COLUMBUS, Ohio – That quarterback controversy contrived/enabled by Urban Meyer is sooo last week.
That was assured with one second left in the first half Saturday when Ohio State's Braxton Miller hit Corey Brown with the worst Hail Mary you'll ever see. That's because the 6-foot Brown was so wide open running a streak pattern that Miller wisely zinged a line drive on fourth down from the Wisconsin 40. There was no need to throw a jump ball in the end zone because Brown was so wide open in the end zone.
Good move especially since Miller had almost thrown an interception on the previous play.
“I told coach, ‘Let's throw it again,' he said. “I made up for it on the next throw.”
Ohio State's 31-24 win over the Badgers was Miller's comeback stage after missing nearly three full games with a knee injury. Against a team that had yet to allow a passing touchdown, he tied a career high with four scoring passes. He also broke Cornelius Greene's 38-year old record for career rushing yards by an Ohio State quarterback.

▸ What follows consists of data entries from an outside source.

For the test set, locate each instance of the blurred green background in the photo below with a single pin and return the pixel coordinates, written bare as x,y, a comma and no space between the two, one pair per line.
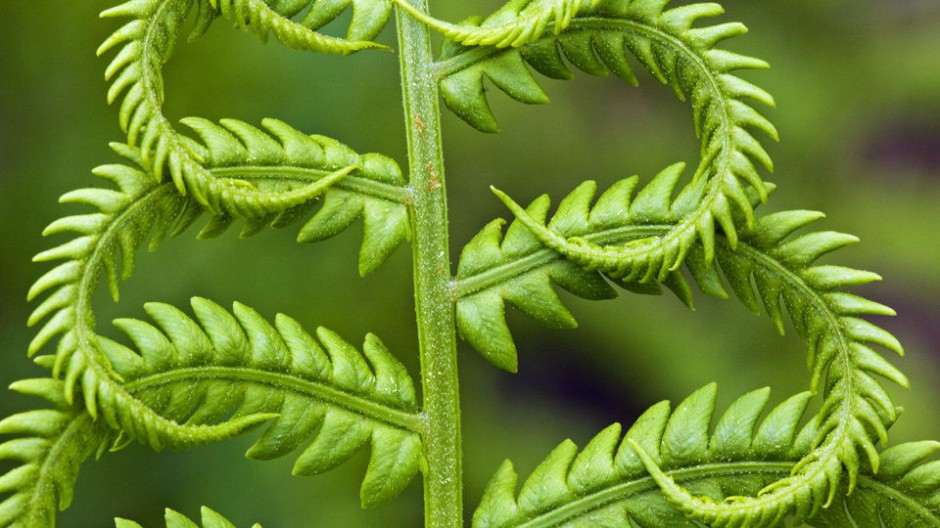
857,84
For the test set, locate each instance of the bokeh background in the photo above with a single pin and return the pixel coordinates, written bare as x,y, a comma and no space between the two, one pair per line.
857,84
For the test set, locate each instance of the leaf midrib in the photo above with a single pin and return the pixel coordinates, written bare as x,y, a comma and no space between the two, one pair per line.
358,184
322,391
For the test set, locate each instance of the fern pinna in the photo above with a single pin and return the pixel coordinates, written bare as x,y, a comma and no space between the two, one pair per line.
192,377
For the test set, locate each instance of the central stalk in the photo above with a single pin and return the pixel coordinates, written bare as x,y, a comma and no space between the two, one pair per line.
443,480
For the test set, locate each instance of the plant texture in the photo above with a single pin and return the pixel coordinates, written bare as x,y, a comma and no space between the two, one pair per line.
189,376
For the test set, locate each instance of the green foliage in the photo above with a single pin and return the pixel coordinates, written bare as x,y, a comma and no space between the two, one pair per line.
227,366
210,519
180,381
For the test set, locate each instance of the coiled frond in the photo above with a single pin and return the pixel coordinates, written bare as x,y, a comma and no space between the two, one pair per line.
263,19
766,268
284,162
174,519
138,211
517,23
606,484
520,266
904,493
368,19
682,56
50,445
146,44
326,393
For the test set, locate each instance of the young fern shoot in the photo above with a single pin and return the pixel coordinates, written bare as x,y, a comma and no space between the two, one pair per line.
188,378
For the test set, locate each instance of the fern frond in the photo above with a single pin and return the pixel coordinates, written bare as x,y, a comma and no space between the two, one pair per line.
769,268
765,268
137,211
258,17
678,54
282,160
326,393
146,44
49,446
606,484
369,17
521,266
904,493
174,519
517,23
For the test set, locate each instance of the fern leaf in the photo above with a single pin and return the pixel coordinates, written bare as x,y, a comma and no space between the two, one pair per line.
903,493
49,447
137,211
146,43
767,267
517,23
369,17
174,519
283,160
606,484
519,268
323,390
258,17
678,54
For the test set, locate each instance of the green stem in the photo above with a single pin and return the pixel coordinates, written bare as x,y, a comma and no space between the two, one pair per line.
443,480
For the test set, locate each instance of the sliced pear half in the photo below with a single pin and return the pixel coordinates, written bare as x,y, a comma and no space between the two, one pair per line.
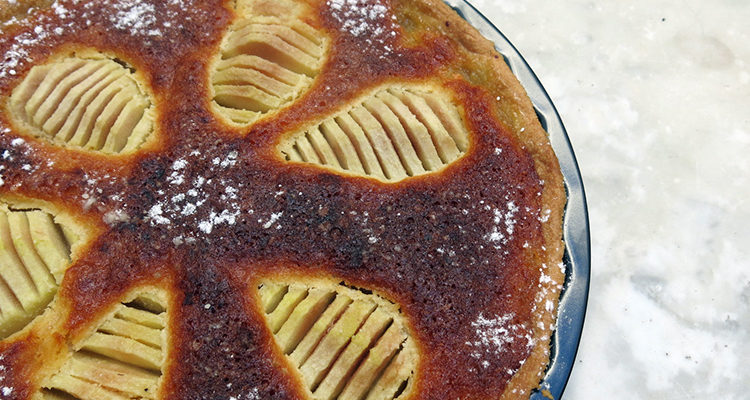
344,343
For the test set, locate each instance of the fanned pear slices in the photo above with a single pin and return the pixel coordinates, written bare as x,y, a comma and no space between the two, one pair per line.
266,63
90,101
35,251
122,359
344,343
392,135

Not that Miller ever lost his starting job but when the team's backup quarterback (Kenny Guiton) has the fourth-most touchdown passes in the country, people talk. They especially talk in and around Columbus where Miller was king – until Guiton started looking like the king-in-waiting
“If he was [not] healthy I'd like to get Kenny in the game,” Urban Meyer said. “What I saw on Thursday [in practice], then there was no doubt who was going to be our starter.”
Whatever, the college football world – including Planet Buckeye – had apparently forgotten that Miller was pretty much the Heisman Trophy favorite in August. That was pre-Alabama when Johnny Manziel was both knee-deep in Sharpies, NCAA allegations and the fallout from his offseason, off-field conduct.

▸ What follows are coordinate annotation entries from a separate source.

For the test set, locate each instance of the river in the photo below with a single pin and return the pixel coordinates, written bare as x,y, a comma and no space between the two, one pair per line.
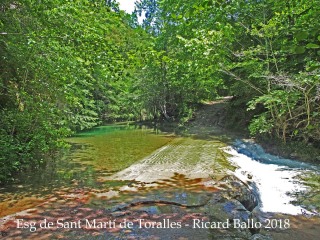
119,173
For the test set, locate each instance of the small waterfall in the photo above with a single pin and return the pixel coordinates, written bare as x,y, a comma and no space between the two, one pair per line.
275,180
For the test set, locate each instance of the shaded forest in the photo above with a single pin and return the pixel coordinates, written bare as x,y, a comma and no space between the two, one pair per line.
67,66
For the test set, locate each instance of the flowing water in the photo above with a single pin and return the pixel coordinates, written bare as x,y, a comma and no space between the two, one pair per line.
113,169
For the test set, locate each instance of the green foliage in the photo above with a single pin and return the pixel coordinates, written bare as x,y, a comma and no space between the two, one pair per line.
64,66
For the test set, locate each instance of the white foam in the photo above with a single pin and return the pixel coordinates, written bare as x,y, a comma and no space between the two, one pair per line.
275,184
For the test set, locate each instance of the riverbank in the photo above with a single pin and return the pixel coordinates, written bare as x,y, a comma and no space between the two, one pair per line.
219,117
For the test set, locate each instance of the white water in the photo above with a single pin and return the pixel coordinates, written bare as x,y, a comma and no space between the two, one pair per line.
276,184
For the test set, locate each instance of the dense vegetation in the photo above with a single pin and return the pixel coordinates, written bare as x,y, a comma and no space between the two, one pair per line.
70,65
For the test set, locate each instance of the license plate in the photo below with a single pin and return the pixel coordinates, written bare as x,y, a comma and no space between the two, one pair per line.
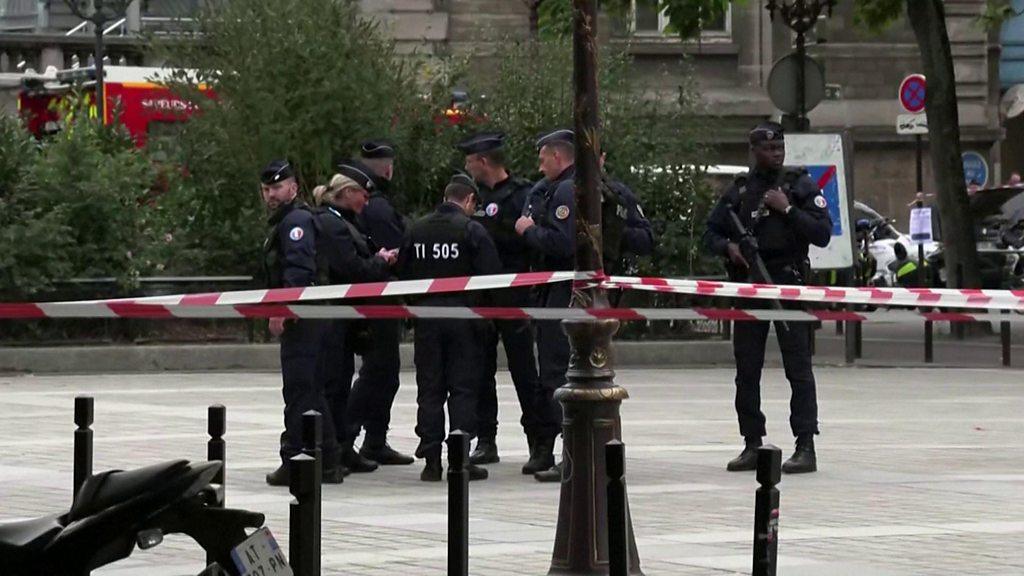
260,556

Miller was the low-key, high-upside Buckeye whose only downside with his down side. The kid doesn't exactly light up a room. In fact, he's been portrayed a human dimmer switch when it comes to leadership.
These last three weeks the country had moved on, and for good reason. While Miller was nursing that knee Guiton threw 12 of his 13 touchdown passes.
“I am proud of Kenny and the way he led the team while I was out,” Miller said. “I look at him as a big brother. So no controversy with that.”
Whether it was gamesmanship or genuine concern, Meyer confused the situation in the lead up to Wisconsin. On Tuesday, Miller was even on the depth chart with Guiton. There was speculation that both might get on the field at the same time. Then on Thursday, Miller was “our starting quarterback,” according Ohio State's coach. When Meyer was interviewed on Saturday, he hinted at Guiton getting some snaps.
Intentional or not, the misdirection had the desired effect. Wisconsin may not have been confused, but Ohio State was solidified with Miller back in control. That was evident on Miller's fourth touchdown pass in the third quarter. Stopped in his tracks by a defender, he halted and winged a one-yard touchdown pass through three defenders once again to Brown.
The games, once again, mean something at Ohio State. Wisconsin marked the first ranked opponent played by the Buckeyes since last year's bowl ban. While everyone talked Manziel, Alabama, LSU and Georgia on Saturday, the Buckeyes quietly build on the nation's longest winning streak, now at 17 games.
Ohio State has a future, along with its starting quarterback.
“We're excited to have him back,” offensive lineman Jack Mewhort said of Miller. “We need him going forward.”